Cherrick lecturer finds clues of early Jewish responses to Jesus


A little-known story in the Jerusalem Talmud may be a coded “counter-message” of Jewish response to the threat posed by the emergence of Christianity and a separate, rival faith to Judaism, according to Princeton University Professor Peter Schafer.

Schafer, a noted scholar and Ronald O. Pearlman Professor of Judaic Studies at Princeton University, was this year’s Adam Cherrick Lecturer for the Program in Jewish, Islamic and Near Eastern Studies at Washington University. More than 100 people attended the lecture last week at Washington U.

Schafer, whose most recent book is Jesus in the Talmud (2007), focused his talk, “Why Did the Baby Messiah Disappear? The Birth of Christianity from the Spirit of Judaism” on a tractate in the Jerusalem (or Palestinian) Talmud, edited in the fifth century BCE. It is not as well-known as the Babylonian Talmud edited in the seventh century BCE.

“We are talking about a time frame from about 70 C.E. (when the Romans destroyed the Second Temple) through the seventh century C.E., when the Babylonian Talmud was edited. During this time there were two major Judaic centers-Jerusalem and Babylonia. The two Jewish communities lived under different circumstances which affected their response to early Christianity.

“The Romans suffocated the community in Judea, and in Babylonia, Christianity was seen as a fifth column…Jews in Babylonia could make more open attacks on Christianity, including allegations that Jesus was born not of a virgin, but had a Roman soldier father. This was not the case for Jews in the Palestinian community of the Jerusalem Talmud. Jews witnessed Christianity at it very birth process.”

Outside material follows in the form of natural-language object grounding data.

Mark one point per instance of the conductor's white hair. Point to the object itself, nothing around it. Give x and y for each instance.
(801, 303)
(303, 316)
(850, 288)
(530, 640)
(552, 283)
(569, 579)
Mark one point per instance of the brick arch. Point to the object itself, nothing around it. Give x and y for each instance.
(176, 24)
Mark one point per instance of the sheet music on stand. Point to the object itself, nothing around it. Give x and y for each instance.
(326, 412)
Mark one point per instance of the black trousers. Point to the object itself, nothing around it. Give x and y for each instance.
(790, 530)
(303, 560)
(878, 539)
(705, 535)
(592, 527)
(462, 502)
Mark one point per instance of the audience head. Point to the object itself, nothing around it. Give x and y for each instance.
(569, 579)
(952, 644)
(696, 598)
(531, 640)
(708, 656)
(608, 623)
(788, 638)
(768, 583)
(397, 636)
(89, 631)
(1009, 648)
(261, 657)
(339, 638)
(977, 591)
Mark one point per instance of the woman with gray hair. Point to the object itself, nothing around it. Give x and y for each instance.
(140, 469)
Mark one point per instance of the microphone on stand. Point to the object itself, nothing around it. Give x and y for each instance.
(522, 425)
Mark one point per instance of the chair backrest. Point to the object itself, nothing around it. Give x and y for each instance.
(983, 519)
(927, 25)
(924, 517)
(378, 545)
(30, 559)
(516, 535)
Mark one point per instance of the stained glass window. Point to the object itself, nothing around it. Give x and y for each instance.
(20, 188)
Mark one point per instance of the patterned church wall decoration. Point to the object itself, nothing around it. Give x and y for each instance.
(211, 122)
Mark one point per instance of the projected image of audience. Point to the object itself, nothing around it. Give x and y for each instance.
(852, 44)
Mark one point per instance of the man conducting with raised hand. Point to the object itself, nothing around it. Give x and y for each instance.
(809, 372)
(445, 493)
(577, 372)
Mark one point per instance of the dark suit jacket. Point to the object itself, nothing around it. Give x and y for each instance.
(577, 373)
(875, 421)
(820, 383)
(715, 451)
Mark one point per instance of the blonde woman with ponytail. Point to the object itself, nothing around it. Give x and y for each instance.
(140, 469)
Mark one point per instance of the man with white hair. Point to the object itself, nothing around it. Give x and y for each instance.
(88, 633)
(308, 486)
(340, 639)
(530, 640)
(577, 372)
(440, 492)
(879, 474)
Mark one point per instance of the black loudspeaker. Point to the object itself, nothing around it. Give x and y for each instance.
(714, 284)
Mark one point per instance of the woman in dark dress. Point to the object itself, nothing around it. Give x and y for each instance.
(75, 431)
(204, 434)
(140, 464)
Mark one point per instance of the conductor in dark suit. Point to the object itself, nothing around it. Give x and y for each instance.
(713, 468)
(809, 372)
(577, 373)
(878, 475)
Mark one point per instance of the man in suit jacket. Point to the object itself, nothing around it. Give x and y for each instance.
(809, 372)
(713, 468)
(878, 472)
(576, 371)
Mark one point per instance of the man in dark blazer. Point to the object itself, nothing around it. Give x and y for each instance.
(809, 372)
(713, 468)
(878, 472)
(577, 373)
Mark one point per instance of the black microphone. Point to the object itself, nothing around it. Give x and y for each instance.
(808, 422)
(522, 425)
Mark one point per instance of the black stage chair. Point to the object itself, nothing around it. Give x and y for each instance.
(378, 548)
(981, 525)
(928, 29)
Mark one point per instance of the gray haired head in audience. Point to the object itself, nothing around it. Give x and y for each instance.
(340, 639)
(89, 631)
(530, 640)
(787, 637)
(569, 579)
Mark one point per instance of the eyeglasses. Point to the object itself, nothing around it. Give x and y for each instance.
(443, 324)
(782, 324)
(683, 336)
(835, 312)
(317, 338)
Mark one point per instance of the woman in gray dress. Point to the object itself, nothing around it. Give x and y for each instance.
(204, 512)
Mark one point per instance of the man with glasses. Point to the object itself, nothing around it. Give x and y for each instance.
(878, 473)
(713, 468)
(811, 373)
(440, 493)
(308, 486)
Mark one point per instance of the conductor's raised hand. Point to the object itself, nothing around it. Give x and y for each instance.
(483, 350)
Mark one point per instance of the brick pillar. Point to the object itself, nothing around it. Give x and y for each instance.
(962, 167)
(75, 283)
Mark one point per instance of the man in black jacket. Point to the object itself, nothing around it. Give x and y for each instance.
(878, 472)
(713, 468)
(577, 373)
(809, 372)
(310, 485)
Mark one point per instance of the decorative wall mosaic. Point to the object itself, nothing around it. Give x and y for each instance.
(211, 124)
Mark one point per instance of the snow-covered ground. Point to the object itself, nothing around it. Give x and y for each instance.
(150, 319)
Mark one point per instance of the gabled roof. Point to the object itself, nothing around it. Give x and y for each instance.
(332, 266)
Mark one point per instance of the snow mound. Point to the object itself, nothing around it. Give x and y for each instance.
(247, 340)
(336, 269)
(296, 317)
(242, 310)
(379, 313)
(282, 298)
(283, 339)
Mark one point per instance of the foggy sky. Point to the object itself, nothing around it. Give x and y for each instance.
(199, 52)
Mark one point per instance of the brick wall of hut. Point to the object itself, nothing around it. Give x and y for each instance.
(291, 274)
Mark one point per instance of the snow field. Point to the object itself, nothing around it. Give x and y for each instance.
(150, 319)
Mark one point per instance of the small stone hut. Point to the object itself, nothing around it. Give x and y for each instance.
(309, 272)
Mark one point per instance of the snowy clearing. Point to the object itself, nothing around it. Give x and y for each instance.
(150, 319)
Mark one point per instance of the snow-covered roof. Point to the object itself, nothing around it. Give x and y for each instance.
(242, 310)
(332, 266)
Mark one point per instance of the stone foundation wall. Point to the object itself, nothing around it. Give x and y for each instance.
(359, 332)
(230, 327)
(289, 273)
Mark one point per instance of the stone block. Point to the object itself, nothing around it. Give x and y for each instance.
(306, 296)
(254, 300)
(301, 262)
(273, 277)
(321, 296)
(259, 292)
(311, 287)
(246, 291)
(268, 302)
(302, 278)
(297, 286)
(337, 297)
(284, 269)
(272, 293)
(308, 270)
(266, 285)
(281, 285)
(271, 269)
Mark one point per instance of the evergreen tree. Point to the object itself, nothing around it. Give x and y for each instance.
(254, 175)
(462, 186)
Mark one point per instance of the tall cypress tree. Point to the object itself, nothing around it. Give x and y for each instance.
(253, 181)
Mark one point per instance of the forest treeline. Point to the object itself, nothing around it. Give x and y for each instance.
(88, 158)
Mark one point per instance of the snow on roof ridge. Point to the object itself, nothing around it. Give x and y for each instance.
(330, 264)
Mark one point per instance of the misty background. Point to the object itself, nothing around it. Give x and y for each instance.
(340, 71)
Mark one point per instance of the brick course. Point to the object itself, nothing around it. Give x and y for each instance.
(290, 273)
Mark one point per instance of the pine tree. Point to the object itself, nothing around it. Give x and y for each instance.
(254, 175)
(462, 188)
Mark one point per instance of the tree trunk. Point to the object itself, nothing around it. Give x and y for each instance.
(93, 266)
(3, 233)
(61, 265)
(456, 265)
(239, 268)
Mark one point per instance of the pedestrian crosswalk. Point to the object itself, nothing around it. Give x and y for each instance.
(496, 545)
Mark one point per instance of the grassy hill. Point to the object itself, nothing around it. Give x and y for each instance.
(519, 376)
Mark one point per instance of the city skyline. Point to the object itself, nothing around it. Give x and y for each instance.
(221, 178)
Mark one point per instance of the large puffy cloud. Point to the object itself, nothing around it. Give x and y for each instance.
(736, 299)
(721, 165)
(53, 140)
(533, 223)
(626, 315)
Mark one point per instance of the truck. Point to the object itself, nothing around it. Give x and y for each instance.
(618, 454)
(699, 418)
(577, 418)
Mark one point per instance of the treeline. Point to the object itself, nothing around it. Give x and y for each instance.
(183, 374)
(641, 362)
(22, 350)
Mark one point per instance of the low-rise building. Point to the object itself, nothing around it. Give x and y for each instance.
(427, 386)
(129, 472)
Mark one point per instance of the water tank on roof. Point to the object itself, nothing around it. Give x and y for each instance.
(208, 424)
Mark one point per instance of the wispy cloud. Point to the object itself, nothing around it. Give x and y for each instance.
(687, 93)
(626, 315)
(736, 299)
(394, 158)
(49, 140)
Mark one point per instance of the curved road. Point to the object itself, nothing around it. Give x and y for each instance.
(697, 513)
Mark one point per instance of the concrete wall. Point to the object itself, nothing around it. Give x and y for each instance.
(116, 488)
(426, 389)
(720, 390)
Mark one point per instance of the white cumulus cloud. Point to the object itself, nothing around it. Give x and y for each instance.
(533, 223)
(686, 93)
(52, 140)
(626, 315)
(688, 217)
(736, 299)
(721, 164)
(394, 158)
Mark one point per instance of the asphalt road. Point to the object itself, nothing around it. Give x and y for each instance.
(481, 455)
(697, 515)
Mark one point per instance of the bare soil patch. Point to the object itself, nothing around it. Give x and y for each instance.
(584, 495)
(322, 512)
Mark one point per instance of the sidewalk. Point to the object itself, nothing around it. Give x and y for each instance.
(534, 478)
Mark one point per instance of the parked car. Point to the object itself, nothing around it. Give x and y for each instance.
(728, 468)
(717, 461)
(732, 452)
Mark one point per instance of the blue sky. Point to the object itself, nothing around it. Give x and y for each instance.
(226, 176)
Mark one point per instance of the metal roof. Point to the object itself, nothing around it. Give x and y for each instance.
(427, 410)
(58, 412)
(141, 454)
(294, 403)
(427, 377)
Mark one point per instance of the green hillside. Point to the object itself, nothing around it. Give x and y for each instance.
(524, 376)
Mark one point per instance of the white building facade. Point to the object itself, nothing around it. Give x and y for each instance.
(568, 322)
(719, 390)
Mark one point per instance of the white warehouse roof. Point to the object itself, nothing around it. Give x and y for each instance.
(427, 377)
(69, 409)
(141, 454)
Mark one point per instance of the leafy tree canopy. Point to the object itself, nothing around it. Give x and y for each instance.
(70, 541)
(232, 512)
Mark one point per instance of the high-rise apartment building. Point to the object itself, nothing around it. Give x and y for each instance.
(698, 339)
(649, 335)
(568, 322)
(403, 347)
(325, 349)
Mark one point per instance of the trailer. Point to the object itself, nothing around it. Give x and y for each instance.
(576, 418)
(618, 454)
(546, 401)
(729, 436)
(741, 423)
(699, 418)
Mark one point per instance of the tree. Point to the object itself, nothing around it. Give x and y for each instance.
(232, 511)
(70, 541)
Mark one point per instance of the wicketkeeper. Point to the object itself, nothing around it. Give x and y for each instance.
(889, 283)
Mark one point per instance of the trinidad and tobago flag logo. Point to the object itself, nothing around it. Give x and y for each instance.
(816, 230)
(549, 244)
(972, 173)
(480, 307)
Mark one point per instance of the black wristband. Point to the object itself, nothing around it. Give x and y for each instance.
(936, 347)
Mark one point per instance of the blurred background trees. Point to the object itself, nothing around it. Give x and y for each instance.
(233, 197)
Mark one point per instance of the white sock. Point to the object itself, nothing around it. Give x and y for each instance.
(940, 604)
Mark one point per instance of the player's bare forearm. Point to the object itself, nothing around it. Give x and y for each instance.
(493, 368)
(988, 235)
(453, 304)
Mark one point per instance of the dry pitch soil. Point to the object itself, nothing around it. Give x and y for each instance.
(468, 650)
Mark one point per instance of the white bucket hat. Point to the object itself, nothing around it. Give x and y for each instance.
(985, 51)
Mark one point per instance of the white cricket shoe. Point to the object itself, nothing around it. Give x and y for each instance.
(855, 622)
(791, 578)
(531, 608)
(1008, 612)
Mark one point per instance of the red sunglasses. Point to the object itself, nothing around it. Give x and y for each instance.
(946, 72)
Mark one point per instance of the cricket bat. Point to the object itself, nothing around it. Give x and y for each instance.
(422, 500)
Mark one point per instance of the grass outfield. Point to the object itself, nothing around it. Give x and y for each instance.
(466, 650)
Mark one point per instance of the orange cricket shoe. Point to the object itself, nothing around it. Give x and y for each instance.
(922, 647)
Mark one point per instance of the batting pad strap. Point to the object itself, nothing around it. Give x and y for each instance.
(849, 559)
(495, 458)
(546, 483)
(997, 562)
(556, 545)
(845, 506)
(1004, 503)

Schafer discussed a specific story in the Jerusalem Talmud, in which a Jew was plowing when his “cow lowed.” An Arab passing by said the lowing of the cow indicated that “the King Messiah has been born.” Schafer added that in Rabbinic tradition, Arabs are often described as having a strong intuition about animal behavior. Later, the same Jew had become a peddler and attempted to sell some swaddling clothes (diapers) to the mother of a newborn child in the city of Bethlehem. She declines saying, “I would rather like to strangle the enemies of Israel, for on the day he was born, the Temple was destroyed.” The beggar tells the woman that she can pay him later. When he comes back, the woman says that the baby had been “snatched from her hands by a whirlwind.”

Schafer, describing the story as “strange,” interprets the tale as a “counter-narrative” to the story of the birth of Jesus as the Christian Messiah. He offers the possible explanation of the story as an alternative interpretation to the birth of Jesus in Bethlehem, which was also the birth city of King David, from which the Messiah is supposed to be descended, according to the Jewish messianic tradition.

Schafer pointed out that in the Book of Matthew in the Christian New Testament, the ancestry of Jesus is traced all the way back to King David, through Joseph, the husband of Mary and putative father of Jesus, “even though the Christian belief is that Jesus is the son of a virgin and the Holy Spirit.”

Nevertheless, Schafer said, pains were taken to establish the ancestral link between Jesus and King David with a detailed genealogy from Joseph back to David. “So the Messiah in this story is the Messiah of David, from the city of Bethlehem,” he said.

The annual Adam Cherrick Lecture in Jewish Studies was established in 1993 by Jordan and Lorraine Cherrick of St. Louis in memory of their loving son Adam.

Thus, according to Schafer, the Jerusalem Talmud provides a “counter-narrative” to refute the basic premises of the Christian interpretation of the birth of Jesus in the city of Bethlehem as the David Messiah.